First Active, Irish Permanent, TSB and the two remaining building societies, EBS and Irish Nationwide, face savage cuts in profits if they follow the move by AIB and Bank of Ireland and cut their mortgage rates to below 4 per cent.
Mr Oliver O'Shea, analyst with Goodbody Stockbrokers, has estimated that repricing its entire variable rate mortgage book by 1.25 percentage points lower would reduce EBS's pretax profits by 63 per cent to €29 million (£23 million).
EBS, committed to mutuality, has traditionally offered cheaper mortgages and higher deposit rates than the banks. Any erosion of these lower margins would hit EBS proportionately more than a 1.25 percentage point cut in mortgage rates would have on the banks' margins.
EBS has already said it intends to remain the cheapest mortgage lender on the market and maintaining this position would require a rate cut of at least 0.9 percentage points.
But analysts believe that with no outside shareholders to keep happy, EBS will move aggressively to maintain its mortgage rate differential over the other lenders.
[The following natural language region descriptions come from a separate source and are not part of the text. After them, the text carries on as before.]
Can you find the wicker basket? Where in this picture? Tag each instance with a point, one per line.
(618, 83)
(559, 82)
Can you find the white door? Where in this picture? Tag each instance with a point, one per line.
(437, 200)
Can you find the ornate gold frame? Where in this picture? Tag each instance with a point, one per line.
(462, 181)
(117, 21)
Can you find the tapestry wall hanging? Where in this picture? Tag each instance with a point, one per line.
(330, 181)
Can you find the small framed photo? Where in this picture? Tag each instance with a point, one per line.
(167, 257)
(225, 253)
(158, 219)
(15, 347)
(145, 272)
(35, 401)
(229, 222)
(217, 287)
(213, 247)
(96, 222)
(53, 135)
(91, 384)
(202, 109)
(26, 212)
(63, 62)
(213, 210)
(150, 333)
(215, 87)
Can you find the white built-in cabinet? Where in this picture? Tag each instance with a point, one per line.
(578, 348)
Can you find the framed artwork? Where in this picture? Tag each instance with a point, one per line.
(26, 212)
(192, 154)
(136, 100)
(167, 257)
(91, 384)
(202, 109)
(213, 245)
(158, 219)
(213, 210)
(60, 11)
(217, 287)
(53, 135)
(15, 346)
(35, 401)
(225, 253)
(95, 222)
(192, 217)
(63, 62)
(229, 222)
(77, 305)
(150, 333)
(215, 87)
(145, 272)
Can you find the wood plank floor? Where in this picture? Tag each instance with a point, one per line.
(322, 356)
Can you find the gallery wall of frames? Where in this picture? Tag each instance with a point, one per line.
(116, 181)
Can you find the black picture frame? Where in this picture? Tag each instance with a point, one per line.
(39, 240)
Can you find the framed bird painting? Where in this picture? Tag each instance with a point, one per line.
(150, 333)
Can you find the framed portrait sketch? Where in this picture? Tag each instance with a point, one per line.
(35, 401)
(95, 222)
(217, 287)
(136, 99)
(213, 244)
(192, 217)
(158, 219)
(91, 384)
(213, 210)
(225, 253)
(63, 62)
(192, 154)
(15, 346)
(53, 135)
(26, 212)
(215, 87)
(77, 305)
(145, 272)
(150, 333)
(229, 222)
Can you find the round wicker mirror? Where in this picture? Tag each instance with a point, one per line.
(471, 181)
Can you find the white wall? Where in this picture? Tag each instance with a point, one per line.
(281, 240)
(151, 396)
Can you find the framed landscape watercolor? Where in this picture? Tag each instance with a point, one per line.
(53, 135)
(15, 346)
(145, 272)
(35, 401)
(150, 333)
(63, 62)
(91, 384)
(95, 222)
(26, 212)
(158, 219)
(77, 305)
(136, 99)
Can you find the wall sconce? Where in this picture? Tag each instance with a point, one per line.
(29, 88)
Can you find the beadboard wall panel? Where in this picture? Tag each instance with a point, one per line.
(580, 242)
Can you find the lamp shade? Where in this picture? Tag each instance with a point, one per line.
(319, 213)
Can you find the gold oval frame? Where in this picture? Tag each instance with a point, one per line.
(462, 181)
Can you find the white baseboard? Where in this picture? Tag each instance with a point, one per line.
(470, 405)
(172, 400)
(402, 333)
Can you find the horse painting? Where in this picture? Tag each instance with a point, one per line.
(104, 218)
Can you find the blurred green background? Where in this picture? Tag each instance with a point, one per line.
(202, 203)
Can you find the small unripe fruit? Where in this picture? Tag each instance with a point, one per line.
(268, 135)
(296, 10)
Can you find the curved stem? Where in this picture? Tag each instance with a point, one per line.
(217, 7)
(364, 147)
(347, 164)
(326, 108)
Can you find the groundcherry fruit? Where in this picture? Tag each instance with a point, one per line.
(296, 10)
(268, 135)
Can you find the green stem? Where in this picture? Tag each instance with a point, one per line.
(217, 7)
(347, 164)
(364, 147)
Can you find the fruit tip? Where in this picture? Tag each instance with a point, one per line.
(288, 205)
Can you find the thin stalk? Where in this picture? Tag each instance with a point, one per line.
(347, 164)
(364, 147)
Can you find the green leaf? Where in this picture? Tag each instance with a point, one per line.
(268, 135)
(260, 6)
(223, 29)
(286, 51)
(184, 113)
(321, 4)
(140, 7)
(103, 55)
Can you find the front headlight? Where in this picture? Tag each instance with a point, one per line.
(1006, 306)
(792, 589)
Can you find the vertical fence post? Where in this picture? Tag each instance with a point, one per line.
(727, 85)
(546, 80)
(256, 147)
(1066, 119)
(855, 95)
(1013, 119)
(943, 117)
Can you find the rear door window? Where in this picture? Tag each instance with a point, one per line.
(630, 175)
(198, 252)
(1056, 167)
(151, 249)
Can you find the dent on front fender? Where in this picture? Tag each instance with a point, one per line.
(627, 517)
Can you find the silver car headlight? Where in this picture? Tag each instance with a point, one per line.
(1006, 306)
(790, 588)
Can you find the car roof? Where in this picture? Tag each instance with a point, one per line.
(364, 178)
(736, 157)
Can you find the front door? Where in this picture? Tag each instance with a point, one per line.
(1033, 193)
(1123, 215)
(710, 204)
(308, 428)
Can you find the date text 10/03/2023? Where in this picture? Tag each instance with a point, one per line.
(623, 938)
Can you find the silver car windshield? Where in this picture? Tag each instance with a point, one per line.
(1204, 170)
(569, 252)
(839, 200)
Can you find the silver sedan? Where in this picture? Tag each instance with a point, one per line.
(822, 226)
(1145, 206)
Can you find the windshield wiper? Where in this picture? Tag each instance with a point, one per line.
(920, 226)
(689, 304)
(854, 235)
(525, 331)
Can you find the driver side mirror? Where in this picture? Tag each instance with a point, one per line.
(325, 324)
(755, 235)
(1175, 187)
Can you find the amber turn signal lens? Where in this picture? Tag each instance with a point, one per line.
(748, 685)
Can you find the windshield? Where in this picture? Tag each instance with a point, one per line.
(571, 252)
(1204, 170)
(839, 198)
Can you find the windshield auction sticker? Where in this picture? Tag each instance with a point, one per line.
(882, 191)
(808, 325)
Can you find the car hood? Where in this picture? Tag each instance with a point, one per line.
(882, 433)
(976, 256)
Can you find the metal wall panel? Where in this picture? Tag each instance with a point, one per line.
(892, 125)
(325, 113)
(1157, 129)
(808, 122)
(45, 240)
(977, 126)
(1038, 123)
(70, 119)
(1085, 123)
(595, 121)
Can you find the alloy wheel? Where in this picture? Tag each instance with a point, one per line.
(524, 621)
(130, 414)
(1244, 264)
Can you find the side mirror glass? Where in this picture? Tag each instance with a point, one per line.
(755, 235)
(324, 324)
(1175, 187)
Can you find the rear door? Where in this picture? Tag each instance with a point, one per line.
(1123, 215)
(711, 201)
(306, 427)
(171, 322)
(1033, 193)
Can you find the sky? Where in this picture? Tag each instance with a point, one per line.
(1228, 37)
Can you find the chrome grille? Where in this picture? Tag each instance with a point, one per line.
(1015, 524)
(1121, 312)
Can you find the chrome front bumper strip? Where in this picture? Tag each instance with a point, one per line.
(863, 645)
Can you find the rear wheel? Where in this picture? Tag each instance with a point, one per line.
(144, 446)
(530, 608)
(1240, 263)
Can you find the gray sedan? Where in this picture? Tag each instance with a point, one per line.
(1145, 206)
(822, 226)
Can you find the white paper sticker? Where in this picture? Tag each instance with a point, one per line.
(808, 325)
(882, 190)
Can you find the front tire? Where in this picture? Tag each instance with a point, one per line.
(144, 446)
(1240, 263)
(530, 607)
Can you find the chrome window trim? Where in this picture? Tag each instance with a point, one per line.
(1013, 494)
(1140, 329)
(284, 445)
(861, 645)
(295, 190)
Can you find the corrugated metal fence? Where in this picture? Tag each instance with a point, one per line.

A cut of 1.25 percentage points would bring EBS's variable rate down to 3.6 per cent.
Irish Nationwide - less committed to mutuality than EBS - faces a potential 25 per cent fall in its profits to €32 million if it matches the mortgage rate cut from AIB and Bank of Ireland.
But the impact on some of the publicly quoted banks will be more significant as the market may now have to rerate the banks to reflect the cut in their margins that a 1.25 percentage cut in mortgage rates will bring.
Goodbody believes the impact on AIB and Bank of Ireland will be negligible given their diversity of earnings and their much lower dependence on mortgage lending, with AIB facing only a 2 per cent fall in profits and Bank of Ireland 3 per cent.
But for First Active and Irish Life & Permanent the impact will be harsher.
Goodbody estimates that First Active faces a 34 per cent fall in its pre-tax profits to €44 million while Irish Life & Permanent faces a fall of 8 per cent, although its Irish Permanent banking division faces a 29 per cent fall in profits to €85 million. So far, the rate cut on margins has not affected First Active and Irish Permanent share prices. But market sources said yesterday First Active in particular might come under pressure as investors price in the impact of the likely mortgage rate cut on profits and earnings.